At the end of Revelation, after God has annihilated all evil, the author of the Apocalypse is shown the final city: the “holy city … coming down out of heaven from God.” This city is perfectly planned and proportioned, an enormous cube measuring some 1,500 miles on each side—twelve hundred times larger than the ancient city of Babylon as it was measured by Herodotus.

The holy city is made of and adorned with precious earthly materials, and the names of God’s people are inscribed upon its gates and foundations. The shape of the city is the same as the holy of holies, suggesting that the whole city functions as a temple—so there is no temple in it. God is fully present in the city, dwelling with God’s diverse peoples, and Jesus Christ fully enlightens it. Here, suffering and death are no more and all things are made new.

This vision of the end is not a return to an Edenic or pre-agrarian paradise. While New Jerusalem is described with figurative rather than literal language, this promised city can be interpreted as a justification of human technological innovation. For into this city the rulers of the earth—refugees from Babylon, the final earthly city to fall—bring “the glory and the honor of the nations.” Among these glories one can imagine the best of the technological creations that shaped humankind through each information revolution. Technology is not merely a product of human hubris, as Neil Postman believed, but part of God’s plan.

Nature’s creative works, like humanity’s, are also constrained, renewed, and integrated into the city: flowing through the middle of the street is a river of living water lined by fruit trees with healing leaves; the chaotic sea is no more; and the sun and moon have been replaced by the glory of God.

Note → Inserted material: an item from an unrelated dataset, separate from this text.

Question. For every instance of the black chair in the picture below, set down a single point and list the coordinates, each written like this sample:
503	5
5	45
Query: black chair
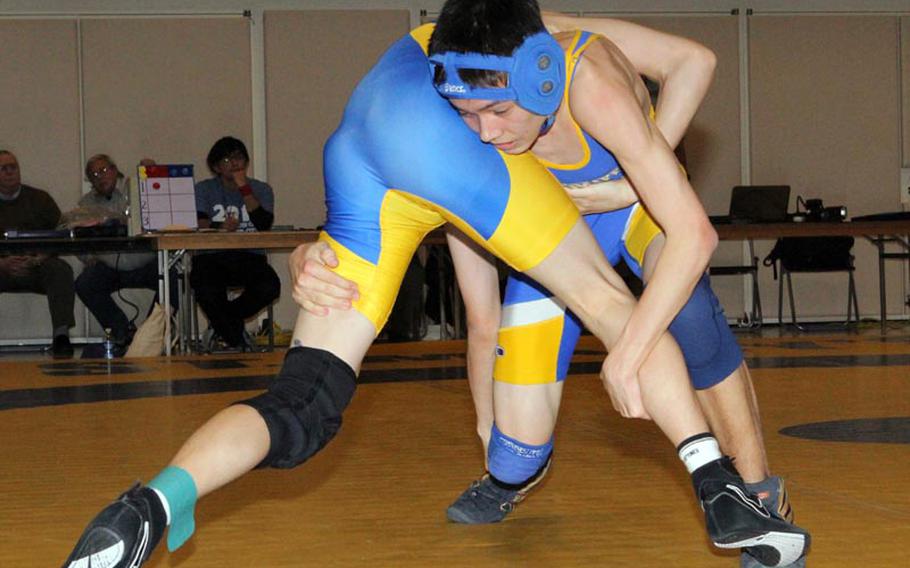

Babel begins with humans saying, “Come, let us build ourselves a city.” The gift of New Jerusalem is introduced with the invitation, “Come, I will show you … the holy city Jerusalem.” In the Apocalyptic City, the technological narratives of suspicion—of Desire, Hope, the Sacred, Alienation, and Exploitation—are answered. Human Desire is fulfilled by the love of God. True Hope is received and realized. Everything is Sacred and humans are reconciled with God, each other, and nature. Evil, Alienation, and Exploitation are no more.

While Babel reveals the limits of human agency, New Jerusalem reveals the fulfillment of divine, natural, and human creativity.

Fulfillment and fall converge in the cities we inhabit. In The City of God, written after the fall of Rome, Augustine tells the history of humanity and the world as a tale of two cities—the earthly city and the heavenly city. Every city, he claims, has “a double significance: in one respect it displays its own presence, and in the other it serves by its presence to signify the Heavenly City.” The heavenly city is present when “love of God has been given first place” instead of love of self.

At the heart of the Christian biblical narrative, these loves converge most powerfully in Jerusalem in first century—the third and next technological narrative in this series.